Некоторое время они шли молча. Миссис Кэрролл кивала, думая над мамиными словами.
– Миссис Кэрролл, мне жаль, если вы не ощущаете общности наших целей. Примите мои извинения, если это в какой-то степени делает меня ненадежной союзницей.
– Понимаю, – кивала англичанка. – На вашем месте, мадам Де Ла Серр, я бы употребила все свое влияние на обе стороны, чтобы предложить им ваш третий путь.
– Мне бы не хотелось дальше говорить на эту тему, но смею вас уверить: ваш приезд сюда не был напрасным. Мое уважение к вам и всей британской ветви ордена остается непоколебимым. Надеюсь, что это взаимно. А на меня вы можете рассчитывать в следующем. Во-первых, я и дальше буду придерживаться своих принципов. Во-вторых, я не допущу, чтобы советники мужа влияли на него и его действия.
– В таком случае я получила все, что хотела.
– Отлично. Надеюсь, это послужит вам хоть каким-то утешением.
Мэй, шедшая рядом, наклонилась ко мне и спросила:
– Родители уже рассказали тебе о предназначении?
– Нет. А что такое «предназначение»?
Она поднесла руку к губам, делая вид, будто сболтнула лишнее.
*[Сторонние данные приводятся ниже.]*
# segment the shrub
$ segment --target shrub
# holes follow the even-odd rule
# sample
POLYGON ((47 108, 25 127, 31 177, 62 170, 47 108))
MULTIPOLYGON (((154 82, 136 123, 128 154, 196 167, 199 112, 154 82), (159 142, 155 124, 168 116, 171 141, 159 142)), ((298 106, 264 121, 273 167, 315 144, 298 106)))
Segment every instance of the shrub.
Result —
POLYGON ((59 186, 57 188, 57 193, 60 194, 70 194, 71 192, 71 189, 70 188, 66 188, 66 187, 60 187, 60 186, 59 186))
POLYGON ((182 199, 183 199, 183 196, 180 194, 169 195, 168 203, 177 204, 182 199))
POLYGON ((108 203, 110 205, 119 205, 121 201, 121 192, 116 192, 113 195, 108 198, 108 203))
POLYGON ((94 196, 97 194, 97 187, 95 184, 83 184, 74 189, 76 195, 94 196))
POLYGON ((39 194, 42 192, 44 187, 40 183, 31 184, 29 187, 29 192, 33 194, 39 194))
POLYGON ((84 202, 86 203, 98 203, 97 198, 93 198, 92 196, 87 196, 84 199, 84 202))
– Возможно, расскажут, когда тебе исполнится десять. Как мои рассказали мне. Кстати, сколько тебе лет?
– Шесть, – вздохнула я.
– Вот когда подрастешь и тебе будет десять, они, наверное, и расскажут. Мои сделали именно так.
Но в замыслы родителей вмешалась судьба, и им пришлось рассказать мне о моем «предназначении» намного раньше, потому что через пару лет – осенью 1775 года, – когда мне исполнилось восемь, мы с мамой отправились покупать обувь.
3
Помимо замка в Версале у нас есть большой особняк в Париже, и всякий раз, когда мы приезжаем в столицу, мама с удовольствием отправляется по магазинам.
Я уже писала, что мама терпеть не могла вееров и париков, избегала пышности и вычурности в покрое платьев, но у нее существовала одна слабость.
Туфли. Мама их обожала. Она покупала шелковые туфли в парижском магазине Кристиана с завидной регулярностью: раз в две недели. Мама говорила, что это ее единственная причуда, ставшая и моей, поскольку всякий раз мы уходили из магазина не с одной, но с двумя парами туфель.